Traditional Culture Encyclopedia - Almanac inquiry - What does fate mean?

What does fate mean?

Fate means the fate of past lives. The star's operation has a different order. The comprehensive movement of the earth in the universe classifies people's feelings and tests people's fate with celestial bodies as coordinates.

First, pinyin

The pinyin of fate is s not sōng.

Second, synonyms

1, samsara: a Buddhist term. A sermon on karma. Buddhism believes that good is rewarded with good, evil with evil, and life and death continue in the six paths of heaven, man, evil spirit, hell, hungry ghost and beast, and continue like a wheel.

2. Fate: refers to the pattern that things are composed of fixed numbers and variables. Life and luck are two different concepts. Destiny is a fixed number, referring to a specific object; Transportation as a variable refers to the transformation of time and space. The combination of fate and luck is the process of the transformation of a specific object in time and space.

3. Soul: Metaphor plays a guiding and decisive role. Mind.

Historical records of fate:

In China's ancient philosophy, heaven was regarded as a god, which could kill people and decide their lives. As early as the Yin and Zhou Dynasties, "the theory of destiny" was popular. The appearance of inscriptions on Oracle Bone Inscriptions and Yi wares and "being ordered by heaven" found in unearthed ancient artifacts shows that the concept of destiny has taken root in people's minds as early as the Yin and Zhou Dynasties.

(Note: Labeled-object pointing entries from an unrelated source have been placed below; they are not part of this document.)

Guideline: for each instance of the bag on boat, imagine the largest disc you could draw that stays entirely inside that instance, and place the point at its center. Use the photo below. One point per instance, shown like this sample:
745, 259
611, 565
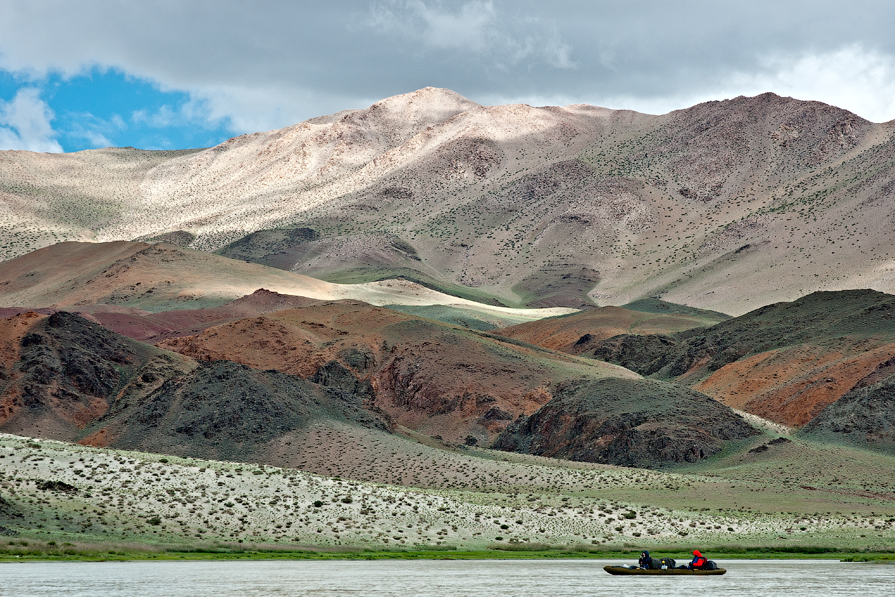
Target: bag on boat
666, 563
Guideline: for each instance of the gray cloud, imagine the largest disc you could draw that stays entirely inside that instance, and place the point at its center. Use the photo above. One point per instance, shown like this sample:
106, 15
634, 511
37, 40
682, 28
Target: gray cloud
269, 63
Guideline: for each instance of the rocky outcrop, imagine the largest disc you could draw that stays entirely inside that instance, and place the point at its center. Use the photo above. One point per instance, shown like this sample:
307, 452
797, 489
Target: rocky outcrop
70, 370
643, 423
864, 417
224, 410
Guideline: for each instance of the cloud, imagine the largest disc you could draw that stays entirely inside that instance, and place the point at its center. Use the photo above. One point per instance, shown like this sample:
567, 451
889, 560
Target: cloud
251, 66
475, 27
25, 123
852, 77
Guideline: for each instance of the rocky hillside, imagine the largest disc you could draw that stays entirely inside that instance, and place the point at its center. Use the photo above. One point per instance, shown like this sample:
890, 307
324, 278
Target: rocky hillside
628, 422
726, 205
162, 277
433, 378
64, 377
786, 362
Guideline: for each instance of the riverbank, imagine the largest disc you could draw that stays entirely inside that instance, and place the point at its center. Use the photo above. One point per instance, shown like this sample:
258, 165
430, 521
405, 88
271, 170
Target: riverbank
33, 551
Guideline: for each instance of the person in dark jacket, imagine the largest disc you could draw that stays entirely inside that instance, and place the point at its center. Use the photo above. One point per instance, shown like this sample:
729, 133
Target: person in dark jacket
645, 560
698, 560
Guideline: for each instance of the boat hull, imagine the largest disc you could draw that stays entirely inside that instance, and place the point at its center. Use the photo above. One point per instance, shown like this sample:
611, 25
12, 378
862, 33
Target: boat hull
622, 571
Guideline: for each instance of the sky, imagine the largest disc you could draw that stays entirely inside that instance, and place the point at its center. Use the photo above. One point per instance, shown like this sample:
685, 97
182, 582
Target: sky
175, 74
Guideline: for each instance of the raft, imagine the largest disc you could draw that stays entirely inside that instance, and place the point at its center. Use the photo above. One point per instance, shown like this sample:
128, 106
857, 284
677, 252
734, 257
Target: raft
622, 570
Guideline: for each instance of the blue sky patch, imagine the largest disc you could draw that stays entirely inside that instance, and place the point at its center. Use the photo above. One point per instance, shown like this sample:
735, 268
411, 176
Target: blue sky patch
106, 108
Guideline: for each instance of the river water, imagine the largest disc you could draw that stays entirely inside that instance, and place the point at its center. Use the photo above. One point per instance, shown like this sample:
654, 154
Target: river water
433, 578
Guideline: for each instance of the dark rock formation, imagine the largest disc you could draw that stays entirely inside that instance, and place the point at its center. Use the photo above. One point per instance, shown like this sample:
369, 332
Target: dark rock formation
640, 422
228, 411
864, 417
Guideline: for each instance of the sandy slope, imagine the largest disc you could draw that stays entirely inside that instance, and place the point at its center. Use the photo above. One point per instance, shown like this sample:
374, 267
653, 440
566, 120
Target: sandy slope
474, 502
161, 277
726, 205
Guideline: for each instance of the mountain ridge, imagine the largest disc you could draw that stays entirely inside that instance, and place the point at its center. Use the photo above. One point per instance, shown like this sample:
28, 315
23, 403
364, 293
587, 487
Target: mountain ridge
702, 206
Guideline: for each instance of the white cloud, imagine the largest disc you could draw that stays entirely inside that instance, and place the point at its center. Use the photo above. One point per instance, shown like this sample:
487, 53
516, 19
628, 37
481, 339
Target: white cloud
859, 80
852, 78
25, 123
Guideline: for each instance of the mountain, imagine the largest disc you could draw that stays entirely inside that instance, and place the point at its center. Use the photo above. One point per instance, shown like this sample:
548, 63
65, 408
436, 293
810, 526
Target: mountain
64, 377
726, 206
789, 362
163, 277
629, 422
433, 378
577, 332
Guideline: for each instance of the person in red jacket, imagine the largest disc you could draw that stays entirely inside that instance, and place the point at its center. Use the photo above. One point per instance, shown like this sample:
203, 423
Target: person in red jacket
698, 560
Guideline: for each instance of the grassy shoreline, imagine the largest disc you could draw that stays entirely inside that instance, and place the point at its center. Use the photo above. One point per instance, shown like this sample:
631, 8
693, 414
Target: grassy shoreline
37, 552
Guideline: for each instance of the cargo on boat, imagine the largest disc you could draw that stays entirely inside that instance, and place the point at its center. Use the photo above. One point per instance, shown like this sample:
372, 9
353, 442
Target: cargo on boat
623, 570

In the words of Ji Chang's Book of Changes in the Zhou Dynasty, this is called "the change of the avenue, each for his own life." For the life here, later generations commented: "Those who are destined are endowed by people, if they belong to a noble life."

In ancient people's ideas, people's wealth, wealth, good fortune, misfortune, death, poverty, gains and losses, and even making money in Huo Zhi's examination room all depend on a force beyond human control, that is, fate.